There are now more companies doing sustainable construction and renovations than there were when Cubina started out, he says, and architects, builders and contractors are aware of the importance of energy efficient buildings and the use of recycled and sustainable materials. But the changes still haven’t gone deep enough.

“The fundamentals are there,” Cubina says. “The problem is the scalability of that. We need the financial world to move the needle toward the right direction. Here’s where the EU package can be a game-changer.”

EV Chargers

Cheaper batteries, tough emissions regulation and mass production mean that by later this year some electric vehicles will cost the same as combustion models, according to BloombergNEF’s latest outlook. The trend of increasing price parity seems assured to continue, based on BNEF’s analysis. But EV chargers are still hard to find.
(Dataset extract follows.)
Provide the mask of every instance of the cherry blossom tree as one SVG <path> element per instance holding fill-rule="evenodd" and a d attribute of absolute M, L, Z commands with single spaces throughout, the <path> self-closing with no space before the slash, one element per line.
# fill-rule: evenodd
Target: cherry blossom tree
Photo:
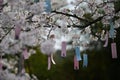
<path fill-rule="evenodd" d="M 18 60 L 14 64 L 6 58 L 1 60 L 9 64 L 3 64 L 8 68 L 7 72 L 3 71 L 4 75 L 10 74 L 14 76 L 11 78 L 19 80 L 19 76 L 25 74 L 23 80 L 30 80 L 24 71 L 24 59 L 35 53 L 34 47 L 45 48 L 48 43 L 54 46 L 55 49 L 48 47 L 50 50 L 47 49 L 47 53 L 40 48 L 44 54 L 61 50 L 62 41 L 69 43 L 67 50 L 72 49 L 76 41 L 81 51 L 91 49 L 90 46 L 94 49 L 92 42 L 97 42 L 100 48 L 106 33 L 110 32 L 111 23 L 113 37 L 110 34 L 108 37 L 116 37 L 115 29 L 120 26 L 120 8 L 116 7 L 119 0 L 51 0 L 51 5 L 46 4 L 47 1 L 0 0 L 0 55 L 12 55 Z M 50 38 L 53 34 L 55 42 L 52 44 Z M 16 64 L 20 65 L 16 67 Z M 9 68 L 11 65 L 12 68 Z M 9 69 L 14 70 L 14 74 Z"/>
Electric cars will make up about 40% of all vehicles in Europe by 2030. To meet demand for charging, Europe will need to invest about $750 million in EV infrastructure per year through 2025, and more than $1 billion per year through the decade after that.
Few investors were willing to touch the sector until recently, says Javier Guerra, a Madrid-based managing partner at private equity firm Satif Group. The companies making charging stations were small and not yet profitable, and the EV trend had not yet taken off. 

Guerra became interested in the sector in 2015 and was an early investor in ChargePoint, a Californian venture that now has one of the world’s largest charging networks. “Making money out of this was complicated before, and it is complicated now if you’re looking at it from a short-term perspective,” he says.
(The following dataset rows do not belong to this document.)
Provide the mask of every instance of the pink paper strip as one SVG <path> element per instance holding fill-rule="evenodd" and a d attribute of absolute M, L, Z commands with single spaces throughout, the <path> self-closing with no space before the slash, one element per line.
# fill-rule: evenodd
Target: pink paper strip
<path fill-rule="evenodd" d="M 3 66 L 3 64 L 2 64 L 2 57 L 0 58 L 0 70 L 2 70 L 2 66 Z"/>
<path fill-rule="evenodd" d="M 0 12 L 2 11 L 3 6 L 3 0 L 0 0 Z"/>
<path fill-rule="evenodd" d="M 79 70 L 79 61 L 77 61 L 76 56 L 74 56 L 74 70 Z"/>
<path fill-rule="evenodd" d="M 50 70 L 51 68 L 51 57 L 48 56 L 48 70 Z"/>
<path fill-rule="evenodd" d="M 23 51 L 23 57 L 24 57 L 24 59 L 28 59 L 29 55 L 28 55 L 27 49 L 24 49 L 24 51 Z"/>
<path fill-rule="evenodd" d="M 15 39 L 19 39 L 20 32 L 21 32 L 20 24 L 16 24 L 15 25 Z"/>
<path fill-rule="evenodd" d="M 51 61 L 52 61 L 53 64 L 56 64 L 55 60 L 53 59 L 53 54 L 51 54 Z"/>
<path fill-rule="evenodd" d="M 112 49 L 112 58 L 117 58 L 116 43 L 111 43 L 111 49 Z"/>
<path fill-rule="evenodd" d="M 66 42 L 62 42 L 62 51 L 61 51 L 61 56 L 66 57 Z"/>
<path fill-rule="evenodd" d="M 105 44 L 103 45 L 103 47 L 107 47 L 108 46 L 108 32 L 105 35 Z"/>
Mass adoption of electric vehicles will change that, however. The electrification of entire company vehicle fleets is expected to be the breakthrough. The European Commission’s draft proposal suggests that it will double its planned investment in public chargers.

“It will help lower risks for many risk-averse investors, especially in the current economic situation,” Guerra says. “The key to get big players into this is to make sure the investment stops sounding like science fiction and starts making sense.”

Biomethane

About 25% of all natural gas burned in Europe is used to heat homes. Clean alternatives exist, but technologies such as electric heat pumps are much more expensive and not always viable in dense cities.
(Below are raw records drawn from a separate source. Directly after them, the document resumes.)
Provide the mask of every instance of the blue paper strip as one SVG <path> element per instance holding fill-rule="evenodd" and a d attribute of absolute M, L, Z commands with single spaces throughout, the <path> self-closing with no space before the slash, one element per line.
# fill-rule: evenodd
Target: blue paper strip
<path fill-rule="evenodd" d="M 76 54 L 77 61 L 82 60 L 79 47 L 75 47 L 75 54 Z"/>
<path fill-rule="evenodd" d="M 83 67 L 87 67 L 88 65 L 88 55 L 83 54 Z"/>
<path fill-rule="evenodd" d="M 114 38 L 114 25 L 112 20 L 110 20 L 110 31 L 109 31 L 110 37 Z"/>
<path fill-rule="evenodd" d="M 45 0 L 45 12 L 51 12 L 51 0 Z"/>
When David Bermingham watched a video in 2013 demonstrating the U.K.’s first commercial anaerobic digester, he saw an opportunity. The digester is “essentially a concrete cow,” Bermingham says. “Give it the right kind of feed and it will produce methane.”

Bermingham, who previously helped investors finance renewable energy projects, switched focus to become an entrepreneur himself. The plant he built in 2014 at Goring, a village 50 miles outside London, currently produces biogas for more than 4,000 homes.

Although both biogas and natural gas release carbon dioxide when burned, biogas is a lower-carbon alternative when it’s derived from farm waste or energy crops, which have absorbed carbon while growing. But it’s still more expensive than its fossil fuel cousin and won’t be able to compete on price without taking into consideration externalities such as carbon dioxide’s financial impact on the planet. Until then, government incentives such as direct subsidies remain necessary, says Meredith Annex, an analyst with BNEF. The U.K. government currently incentivizes the use of renewable heat by subsidizing biogas, among other energy sources, money Bermingham’s plant depends on.